LENT 2021
"Uninvited Companions"
Steve DeNeff | February 2021
“In true community, we do not choose our companions; we receive them as a gift . . . They come to us by grace.” (David Augsburger; Dissident Discipleship)
“Human love constructs its own image of the other person, of what he is and what he should become. It takes the life of the other person into its own hands. Spiritual love recognizes the true image of the other person which he has received from Jesus Christ; the image that Jesus Christ himself embodied and would stamp upon all men.” (Dietrich Bonhoeffer; Life Together)
“The command to love one’s enemy is an absolute necessity for our survival . . . (it is) the key to the solution of the problems of our world.” (Martin Luther King, Jr; Strength to Love)
“True community,” said Parker Palmer, “is the place where the person you least want to be with always is, and if they die or move away, a worse one takes their place.” The trouble is that these people are half of our community, whether we like them or not, and they have the power to shape us without trying because of the way we handle them. By avoiding them, or by overpowering them we are missing half of our community – half of our lives – and we’re forming behaviors that end up forming us.

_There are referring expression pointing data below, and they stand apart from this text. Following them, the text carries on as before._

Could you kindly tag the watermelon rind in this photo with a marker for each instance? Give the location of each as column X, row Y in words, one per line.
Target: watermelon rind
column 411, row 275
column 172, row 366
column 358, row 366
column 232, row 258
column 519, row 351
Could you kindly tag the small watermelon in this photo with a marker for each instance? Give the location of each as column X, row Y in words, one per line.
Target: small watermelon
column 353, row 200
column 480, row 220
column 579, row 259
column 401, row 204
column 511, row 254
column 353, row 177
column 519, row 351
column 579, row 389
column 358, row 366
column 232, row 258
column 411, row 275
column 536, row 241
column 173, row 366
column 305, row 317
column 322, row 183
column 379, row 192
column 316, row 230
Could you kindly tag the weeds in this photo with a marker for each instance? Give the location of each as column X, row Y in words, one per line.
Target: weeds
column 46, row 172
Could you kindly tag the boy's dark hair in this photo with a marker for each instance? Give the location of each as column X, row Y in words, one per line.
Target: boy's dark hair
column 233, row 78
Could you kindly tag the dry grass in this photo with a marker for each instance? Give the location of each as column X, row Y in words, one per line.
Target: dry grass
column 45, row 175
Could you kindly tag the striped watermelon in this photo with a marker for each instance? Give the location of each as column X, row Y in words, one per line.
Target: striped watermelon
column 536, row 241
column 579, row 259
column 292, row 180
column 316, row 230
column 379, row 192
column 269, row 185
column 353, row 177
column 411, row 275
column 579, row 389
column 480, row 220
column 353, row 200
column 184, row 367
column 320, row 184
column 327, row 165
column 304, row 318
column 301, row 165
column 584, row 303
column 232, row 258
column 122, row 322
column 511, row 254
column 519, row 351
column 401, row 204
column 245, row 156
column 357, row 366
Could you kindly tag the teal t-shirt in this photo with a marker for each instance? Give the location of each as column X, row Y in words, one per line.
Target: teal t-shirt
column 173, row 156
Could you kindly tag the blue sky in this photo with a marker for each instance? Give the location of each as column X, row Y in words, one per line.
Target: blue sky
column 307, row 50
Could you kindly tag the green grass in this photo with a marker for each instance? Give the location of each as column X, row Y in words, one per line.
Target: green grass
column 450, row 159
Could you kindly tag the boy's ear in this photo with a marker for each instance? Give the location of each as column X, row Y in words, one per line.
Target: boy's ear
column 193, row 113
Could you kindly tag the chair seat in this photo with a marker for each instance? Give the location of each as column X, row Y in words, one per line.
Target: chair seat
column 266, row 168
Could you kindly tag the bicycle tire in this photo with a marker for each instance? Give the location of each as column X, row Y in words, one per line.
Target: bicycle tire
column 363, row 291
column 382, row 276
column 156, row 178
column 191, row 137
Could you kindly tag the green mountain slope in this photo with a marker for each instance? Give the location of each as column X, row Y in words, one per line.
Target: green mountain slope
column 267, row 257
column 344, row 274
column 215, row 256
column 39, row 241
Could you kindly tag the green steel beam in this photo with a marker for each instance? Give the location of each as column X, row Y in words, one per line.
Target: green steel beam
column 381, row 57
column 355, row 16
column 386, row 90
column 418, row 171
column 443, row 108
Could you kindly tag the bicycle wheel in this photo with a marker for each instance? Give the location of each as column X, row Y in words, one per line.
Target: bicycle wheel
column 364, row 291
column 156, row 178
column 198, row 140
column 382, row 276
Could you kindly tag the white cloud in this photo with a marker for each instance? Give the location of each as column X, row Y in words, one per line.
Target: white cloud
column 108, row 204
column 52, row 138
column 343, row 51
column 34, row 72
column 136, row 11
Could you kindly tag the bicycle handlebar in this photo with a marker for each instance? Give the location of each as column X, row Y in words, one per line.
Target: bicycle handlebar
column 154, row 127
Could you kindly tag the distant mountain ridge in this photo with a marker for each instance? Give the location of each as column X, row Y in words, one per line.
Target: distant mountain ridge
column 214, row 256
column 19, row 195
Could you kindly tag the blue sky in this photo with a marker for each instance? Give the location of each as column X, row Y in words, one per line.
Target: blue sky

What if they come to us sent by God? There’s a lot to be gained from having good friends, “sacred companions” or “kindred souls” as some have called them. In fact, that is how Christ presents himself: “I have called you friends.” But what about the others? The uninvited companions? The critic? The skeptic? The unfaithful? The needy? Like our friends, they are a big part of our lives and they’re not going anywhere, yet we haven’t invited them in. If Christian community is a place where we receive our companions, instead of choosing them, what can be gained from receiving these people? And how? What can we realistically hope for in terms of loving them, as Jesus commanded? What strategy do we have for dealing with them?
In the gospels are a cast of characters otherwise unnoticed except for the way they complement the character of Jesus. These characters appear along Jesus’ way to the cross, each one uninvited and unfriendly, yet each were welcomed by Jesus even though he didn’t invite them. Sometimes they came and went. Other times, they came and stayed. But each was an unwitting corroborator of the gospel. In spite of themselves, they proved the validity of his claims. But what claims? And what about the gospel helped him to frame them in a way that he could receive them?
At the center of genuine Christian community is a fierce and resilient love, especially for those who are hardest to love. The strategy for including them in our community involves the way we receive them (the way they occur to us), the way in which we talk about them (the language we use to frame them), the way we respond to them and the hope that we have for them. Love is always at the center, but what it means to love each person is particular to that person or circumstance. To love them, as Christ commanded, will lead to not only the sanctification of the individual – the stranger and ourselves – but to the sanctifying power of the community. This process of learning how to welcome people we did not invite into our journey is part of the way holy communities sanctify themselves.
In this (mini) series, we’ll identify four of the characters most common in Jesus’ journey toward the cross and show how the cross transforms the way we live with them.